Hybrid Radar Fusion with Quantization: CRB-Rate Trade-offs and ADC Dynamic Range
Akhileswar Chowdary, Ahmad Bazzi, Marwa Chafii
TL;DR
This work addresses how finite-resolution ADCs and their dynamic range constrain hybrid radar fusion (HRF) in uplink scenarios where direct and reflected paths share the same band. It develops a quantized CRB framework for AoA estimation and derives a lower bound on the FIM via the Bussgang decomposition, complemented by a low-SNR simplification, and proposes two optimization problems to map the CRB-rate boundary under ADC DR constraints. Through convex-relaxation-based solutions and extensive simulations, it demonstrates that HRF performance improves with higher ADC resolution but experiences diminishing returns in uplink rate beyond a certain point, while excessive dynamic range can render HRF infeasible. The results offer practical insights for selecting ADC resolution and beamforming strategies in HRF-enabled ISAC systems, guiding hardware design and signaling strategies to balance sensing accuracy and uplink throughput.
Abstract
Recent advancements have underscored the relevance of low-resolution analog-to-digital converters (ADCs) in integrated sensing and communication (ISAC) systems.
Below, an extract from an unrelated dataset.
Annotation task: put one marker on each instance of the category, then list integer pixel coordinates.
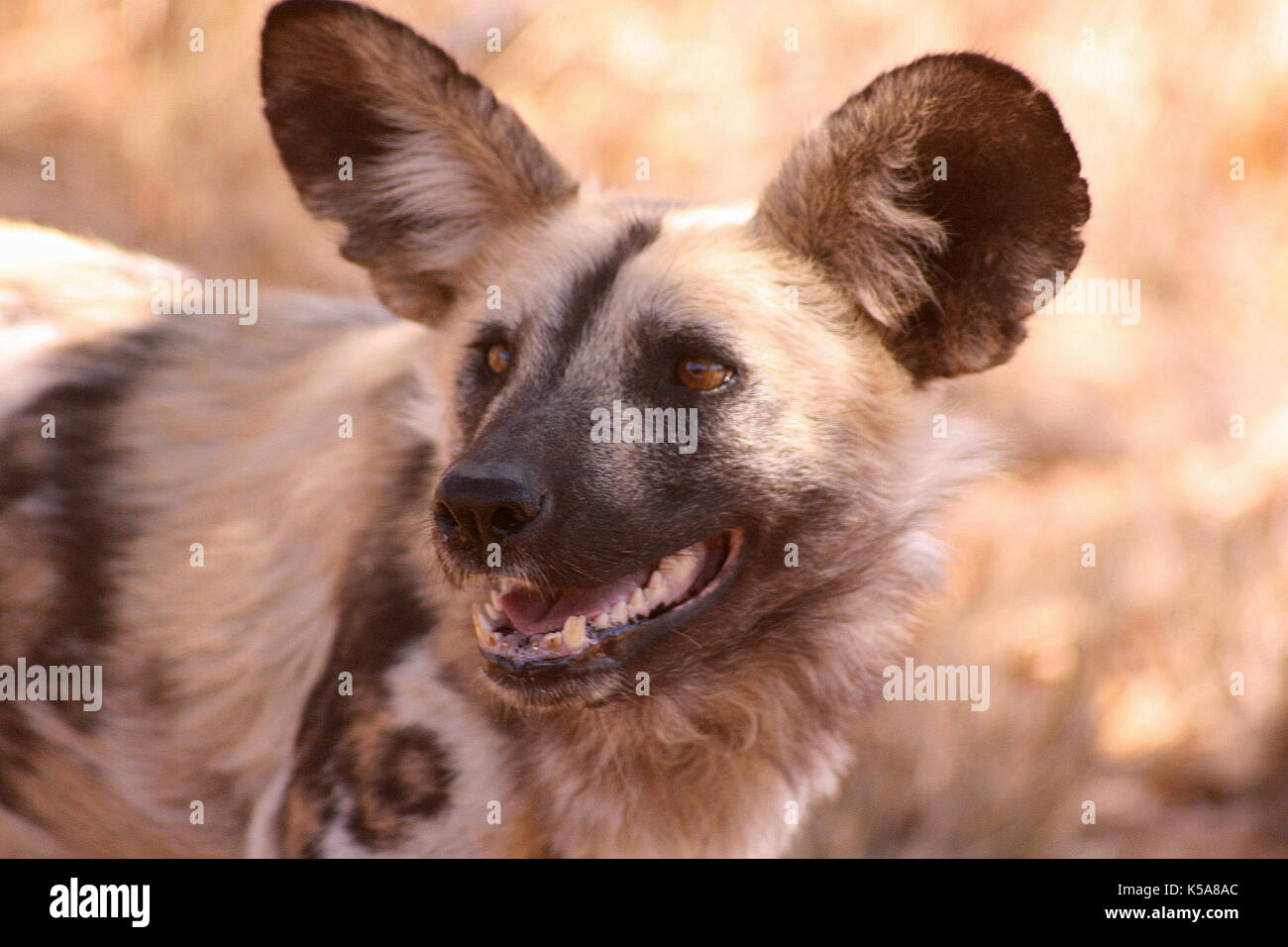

Nevertheless, their specific impact on hybrid radar fusion (HRF) remains largely unexplored. In HRF systems, where uplink (UL) paths carry direct and reflected signals in the same frequency band, the reflected signal is often significantly weaker, making HRF performance particularly sensitive to ADC resolution. To study this effect, we use the quantized Cramér-Rao bound (CRB) to measure sensing accuracy. This work derives an upper bound on the quantized CRB for angle of arrival (AoA) estimation and explores CRB-rate trade-offs through two formulated optimization problems. Simulation results indicate that HRF becomes infeasible when the dynamic range of the received signal exceeds the dynamic range supported by the ADC, which is inherently limited by its resolution. Furthermore, the UL communication rate does not increase significantly when the ADC resolution is raised beyond a certain threshold. These observations highlight a fundamental trade-off between sensing and communication performance: while HRF performance benefits from higher ADC resolutions, the corresponding gains in communication rate plateau. This trade-off is effectively characterized using CRB-rate boundaries derived through simulation.